L’artista newyorchese celebra la creatività artistica nera e l’eredità della diaspora africana, ma evoca anche la figura dell’eroe in una serie di dipinti della fine degli anni ‘80, come in Eroica I ed Eroica II (collezione di Nicola Erni). Un titolo che si riferisce alla terza sinfonia di Ludwig van Beethoven e che ritroviamo già scritto nella fitta opera grafica Pegasus (1987). Ricordiamo che il compositore tedesco aveva dedicato il suo lavoro inizialmente a Napoleone, prima che questo si autoproclamasse imperatore e abbandonasse gli ideali della Rivoluzione francese, reintroducendo tra l’altro la schiavitù nelle colonie francesi. Dominato dalla mercificazione, dalla morte e dalla paura di questa, l’artista usa qui l’allitterazione con termini presi dal gergo africano-americano, e trascrive più volte ‘Man Dies’ accompagnato dal numero 15 o da un segno a mo’ di stelo tripode. Che vuol dire?
Si può ipotizzare che rimandi alla runa della morte, Algiz, che si trova inoltre al 15esimo posto nell’alfabeto runico, che sarebbe poi quello usato nel simbolo della pace. Basquiat ha disegnato altre volte questo segno ma capovolto, ossia Elhaz, la runa della vita.
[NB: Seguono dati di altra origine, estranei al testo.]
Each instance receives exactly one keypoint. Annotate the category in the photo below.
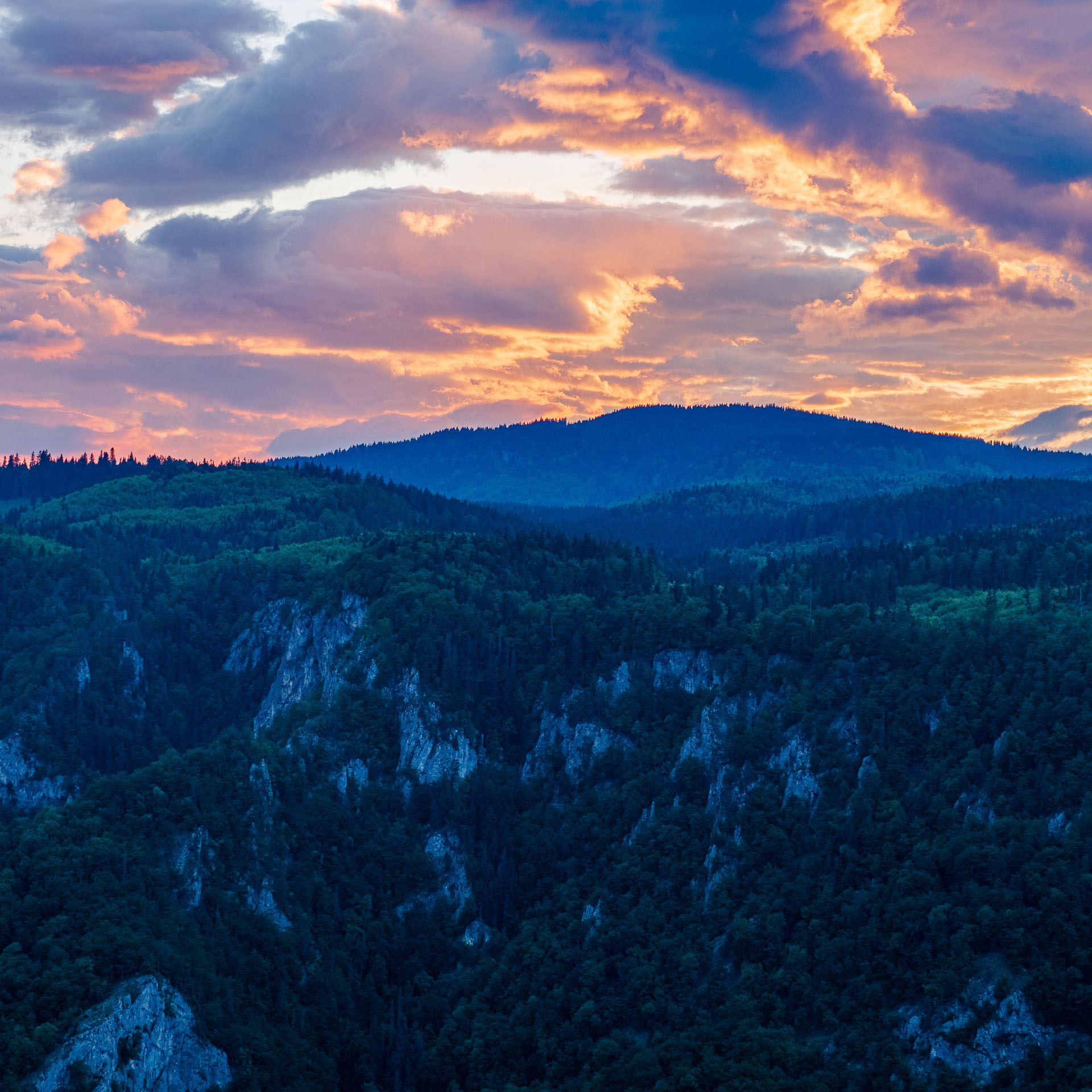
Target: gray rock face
(846, 729)
(977, 806)
(718, 870)
(135, 662)
(795, 759)
(306, 649)
(648, 818)
(977, 1036)
(693, 671)
(580, 745)
(477, 934)
(354, 772)
(446, 853)
(140, 1040)
(707, 742)
(20, 787)
(618, 682)
(424, 745)
(593, 916)
(192, 860)
(261, 901)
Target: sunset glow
(873, 208)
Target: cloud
(947, 267)
(1039, 139)
(36, 176)
(61, 250)
(922, 287)
(106, 218)
(1064, 428)
(71, 67)
(437, 223)
(357, 92)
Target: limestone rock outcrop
(580, 745)
(425, 746)
(21, 785)
(795, 759)
(140, 1040)
(978, 1035)
(306, 649)
(446, 853)
(191, 861)
(690, 669)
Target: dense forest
(408, 793)
(632, 453)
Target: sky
(243, 229)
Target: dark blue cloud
(942, 268)
(673, 175)
(340, 94)
(1037, 138)
(1018, 292)
(929, 307)
(782, 68)
(89, 68)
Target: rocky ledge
(141, 1037)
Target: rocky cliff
(580, 745)
(979, 1035)
(21, 785)
(425, 746)
(142, 1037)
(305, 648)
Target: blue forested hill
(655, 449)
(392, 793)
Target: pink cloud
(105, 218)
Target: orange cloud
(63, 250)
(105, 218)
(143, 78)
(423, 223)
(36, 176)
(39, 338)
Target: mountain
(688, 526)
(656, 449)
(313, 782)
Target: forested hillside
(630, 453)
(403, 793)
(690, 524)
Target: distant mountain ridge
(631, 453)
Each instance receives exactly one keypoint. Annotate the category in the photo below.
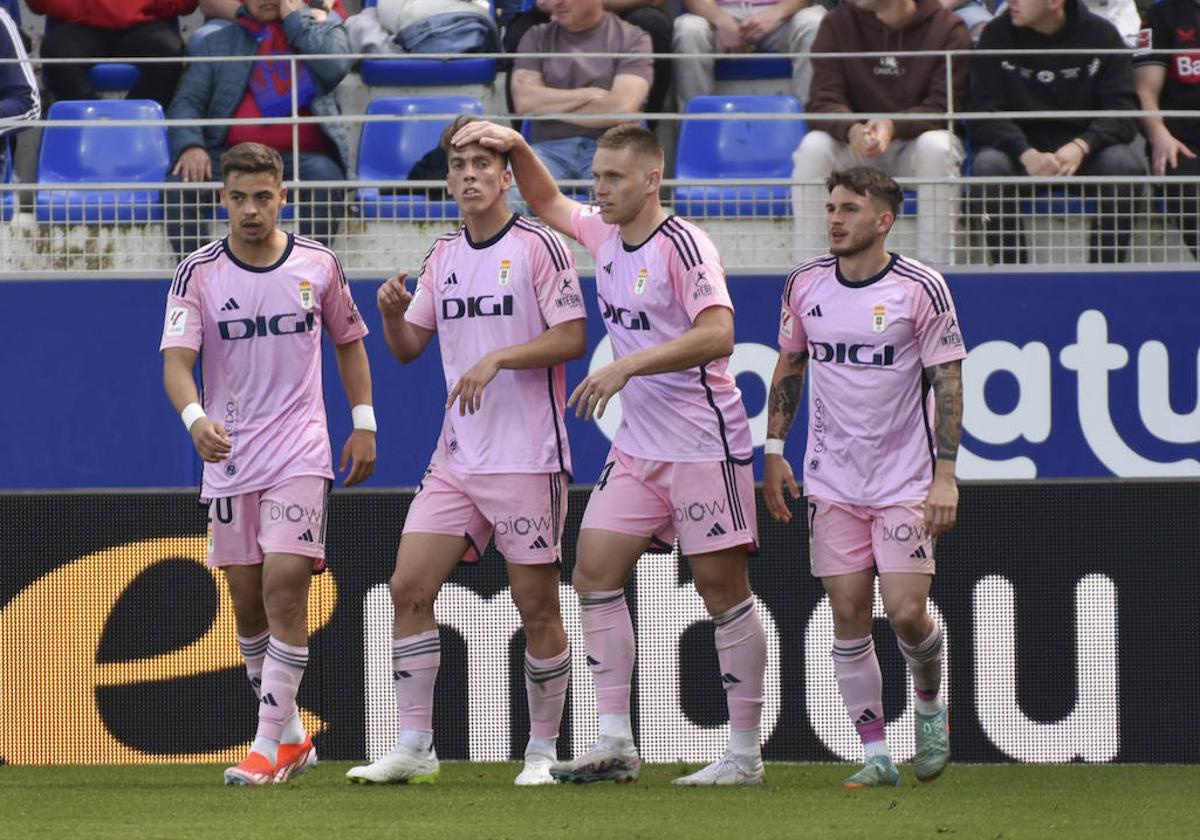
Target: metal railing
(1019, 221)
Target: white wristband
(191, 413)
(364, 418)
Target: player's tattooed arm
(786, 391)
(947, 382)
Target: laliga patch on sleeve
(177, 319)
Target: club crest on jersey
(785, 323)
(177, 319)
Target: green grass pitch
(1000, 802)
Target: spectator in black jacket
(18, 88)
(1170, 82)
(1054, 148)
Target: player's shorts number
(604, 475)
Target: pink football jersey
(259, 330)
(648, 295)
(481, 297)
(870, 407)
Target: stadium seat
(109, 77)
(106, 77)
(717, 150)
(732, 69)
(389, 149)
(97, 154)
(7, 198)
(411, 72)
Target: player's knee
(409, 597)
(850, 618)
(286, 606)
(541, 623)
(909, 619)
(723, 595)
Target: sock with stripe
(253, 649)
(546, 682)
(925, 666)
(742, 655)
(861, 684)
(414, 667)
(282, 671)
(609, 636)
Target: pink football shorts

L’opera di Basquiat offre una marea di simboli, evocativi ed enigmatici, questi guardano ai geroglifici o al linguaggio codificato degli Hobo, dei lavoratori statunitensi itineranti e senza fissa dimora che adottano un sistema di segni per comunicare tra loro sin dagli anni trenta. Di fatto qui ci parla della tragicità dell’esistenza umana e in particolare della perdita del suo amico Andy Warhol, così come nell’installazione Gravestone (1987) alla Fondation Louis Vuitton. Due magnifiche creazioni che chiudono un doppio itinerario appassionante su un eroe urbano del nostro tempo. Qualcos’altro? West Side / East Side, un evento congiunto che, dal 30 giugno al 2 luglio, permette di visitare le due mostre con un solo biglietto e di assistere a svariati intrattenimenti musicali.